Anthony Bourdain’s recent tragic suicide has brought attention to men’s emotional health. There have also been several reports recently about the “epidemic of men’s loneliness” in American culture. If this subject interests you check out: Shankar Vendam’s, “Guys, We Have A Problem: How American Masculinity Creates Lonely Men” The podcast is a sad and sobering account of how this loneliness trend develops and leads to men becoming physically and mentally unhealthy.
There is a good reason to be alarmed by men’s lack of emotional health. According to the Center for Disease Control, suicide rates have risen by 30% since 1999. Today men are 4 times as likely to commit suicide as women with the highest rates for men being in midlife: with a 50% increase among men ages 50-64. White males account for 7 out of 10 suicides. Self-harm now takes more lives than war, murder, and natural disasters combined.
How is it that men, especially middle-aged men, get to the place where they want to take their own life? While it is difficult to say for any one man, there do seem to be common contributing factors that make men more likely to do self-harm. One of those contributing factors is men’s tendency to become increasingly isolated as they age.
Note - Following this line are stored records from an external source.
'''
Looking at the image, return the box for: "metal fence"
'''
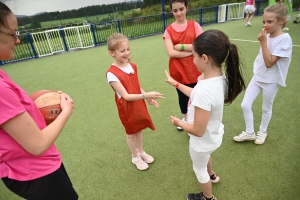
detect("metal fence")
[1,0,268,65]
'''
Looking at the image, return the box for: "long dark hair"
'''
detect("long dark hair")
[0,2,12,28]
[193,29,246,104]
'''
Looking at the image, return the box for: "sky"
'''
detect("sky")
[3,0,125,16]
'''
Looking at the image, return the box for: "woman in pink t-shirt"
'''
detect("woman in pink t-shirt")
[0,2,78,199]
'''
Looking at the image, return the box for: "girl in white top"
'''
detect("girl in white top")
[234,3,292,145]
[165,30,246,200]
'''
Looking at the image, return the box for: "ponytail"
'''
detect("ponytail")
[193,30,246,104]
[223,43,246,104]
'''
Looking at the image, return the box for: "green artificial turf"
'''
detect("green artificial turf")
[0,14,299,199]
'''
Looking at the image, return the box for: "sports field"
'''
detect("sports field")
[1,14,299,199]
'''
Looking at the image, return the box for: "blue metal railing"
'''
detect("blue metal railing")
[1,0,267,66]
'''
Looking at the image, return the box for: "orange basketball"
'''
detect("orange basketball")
[30,90,61,125]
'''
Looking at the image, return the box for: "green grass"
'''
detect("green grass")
[1,15,300,199]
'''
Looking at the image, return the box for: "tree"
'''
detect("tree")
[26,22,42,29]
[143,0,161,7]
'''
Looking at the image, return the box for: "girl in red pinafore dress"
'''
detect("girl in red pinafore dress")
[106,33,164,171]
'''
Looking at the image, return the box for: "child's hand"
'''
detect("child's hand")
[258,28,267,43]
[145,92,164,99]
[170,116,181,127]
[174,44,181,51]
[147,98,159,108]
[165,70,177,86]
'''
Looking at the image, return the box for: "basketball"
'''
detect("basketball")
[30,90,62,125]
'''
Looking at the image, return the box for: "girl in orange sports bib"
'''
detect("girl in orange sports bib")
[106,33,164,170]
[163,0,203,131]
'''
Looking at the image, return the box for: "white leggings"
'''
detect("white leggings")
[189,146,214,184]
[241,78,279,133]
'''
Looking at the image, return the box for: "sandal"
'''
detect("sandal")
[210,172,220,183]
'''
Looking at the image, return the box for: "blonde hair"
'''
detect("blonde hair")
[264,3,288,26]
[107,33,129,51]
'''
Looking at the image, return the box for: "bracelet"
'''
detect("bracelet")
[142,93,145,99]
[175,82,180,88]
[181,44,185,51]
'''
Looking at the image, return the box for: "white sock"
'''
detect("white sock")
[132,156,140,162]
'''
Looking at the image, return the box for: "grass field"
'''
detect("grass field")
[1,15,300,199]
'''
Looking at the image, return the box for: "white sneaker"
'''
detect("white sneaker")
[138,151,154,164]
[233,131,256,142]
[245,23,249,27]
[132,156,149,170]
[282,27,289,31]
[177,118,187,131]
[247,22,252,26]
[254,131,267,145]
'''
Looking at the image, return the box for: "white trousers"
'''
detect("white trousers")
[241,78,279,133]
[189,146,214,184]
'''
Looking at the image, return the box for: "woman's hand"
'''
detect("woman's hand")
[58,91,74,113]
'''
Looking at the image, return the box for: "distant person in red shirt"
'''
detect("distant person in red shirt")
[106,33,164,171]
[163,0,202,131]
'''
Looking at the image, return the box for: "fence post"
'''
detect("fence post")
[117,19,122,34]
[161,0,167,31]
[59,27,69,51]
[90,23,98,46]
[26,32,38,58]
[256,0,260,16]
[225,4,229,21]
[199,7,203,26]
[216,5,219,24]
Men tend to lose contact with friends, have fewer social supports, and when they do reach out to connect it is not in person.
In her book, Deep Secrets: Boys’ Friendships and the Crises of Connection, Naomi Way challenges the commonly held view that boys are emotionally illiterate and don’t want intimate friendships. Her research shows us that, in fact, the opposite is true. Especially during early and middle adolescence, boys do have intimate friendships where they share deep and vulnerable emotions. Typically, it’s not till late adolescence as boys become men when they are more influenced by the culture of American masculinity that boys start pulling back from friendships and stop sharing feelings. At this time they become more competitive, less trustful and feel they must “man up” by becoming more stoic and independent. As boys move into being a man they quickly learn that being vulnerable is not consistent with what it means to be a man.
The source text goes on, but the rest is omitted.